All the Republic benefited from the unity of Yugoslavia in the past. To go back to the creation of tiny nation states, each with its own army, taxes, currency and tariff barriers, would be crazy from an economic and social point of view. The so-called "independence" of these statelets would be a farce. As in the past, they would be mere puppets of the big imperialist powers, engaged in endless wars and upheavals.

Socialist Federation

The European powers look with dread at the prospect of new wars on the European mainland. They have proved powerless to halt the war in Yugoslavia, despite all their efforts, just as they were powerless to prevent the Turkish invasion of Cyprus. Future wars, civil wars, revolution and counter-revolution on the Balkans will threaten the stability of the whole of Europe.

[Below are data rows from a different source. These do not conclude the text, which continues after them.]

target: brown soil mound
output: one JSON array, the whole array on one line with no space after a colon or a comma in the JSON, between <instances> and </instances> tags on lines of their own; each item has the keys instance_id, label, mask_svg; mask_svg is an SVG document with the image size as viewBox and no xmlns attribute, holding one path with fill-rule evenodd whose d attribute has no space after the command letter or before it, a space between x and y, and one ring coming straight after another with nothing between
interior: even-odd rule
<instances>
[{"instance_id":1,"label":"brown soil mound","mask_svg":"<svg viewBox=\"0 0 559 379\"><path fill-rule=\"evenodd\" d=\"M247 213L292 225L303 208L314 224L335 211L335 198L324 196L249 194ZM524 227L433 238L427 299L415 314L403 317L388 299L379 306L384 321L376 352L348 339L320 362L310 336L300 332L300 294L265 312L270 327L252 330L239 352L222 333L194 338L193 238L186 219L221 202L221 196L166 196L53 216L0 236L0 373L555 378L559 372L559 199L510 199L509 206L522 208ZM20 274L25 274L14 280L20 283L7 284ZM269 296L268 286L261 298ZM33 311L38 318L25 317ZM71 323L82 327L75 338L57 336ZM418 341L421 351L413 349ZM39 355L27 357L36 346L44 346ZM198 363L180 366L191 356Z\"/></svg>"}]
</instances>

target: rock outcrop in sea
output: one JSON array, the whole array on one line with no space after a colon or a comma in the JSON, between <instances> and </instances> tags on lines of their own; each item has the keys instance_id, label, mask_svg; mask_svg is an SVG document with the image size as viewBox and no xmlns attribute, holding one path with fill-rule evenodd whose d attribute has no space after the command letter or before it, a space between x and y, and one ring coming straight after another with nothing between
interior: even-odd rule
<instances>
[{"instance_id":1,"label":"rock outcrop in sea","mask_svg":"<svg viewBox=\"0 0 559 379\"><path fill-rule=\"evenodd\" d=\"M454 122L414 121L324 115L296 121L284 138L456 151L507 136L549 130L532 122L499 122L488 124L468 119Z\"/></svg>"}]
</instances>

The history of the last eighty years has shown that neither capitalism nor Stalinism can solve the problems of the peoples of the Balkans. On a capitalist basis, the only future which awaits them is one of fratricidal strife, war and all-pervading misery.

The workers and peasants have no interest in such a future. Only the victory of the working class can point the way forward on the basis of a Socialist Federation of the Balkans, which would pool all the resources of the area in a common plan of production.

The democratic administration of industry and the state by the working class is the prior condition for a free and harmonious development of society, and the establishment of equal and fraternal relations between the peoples.

The establishment of a Balkan Socialist Federation, with full autonomy for the different nationalities, would be the starting point for the Socialist United States of Europe, and the Socialist Federation of the world - the only alternative to the nightmarish future which confronts the human race under capitalism.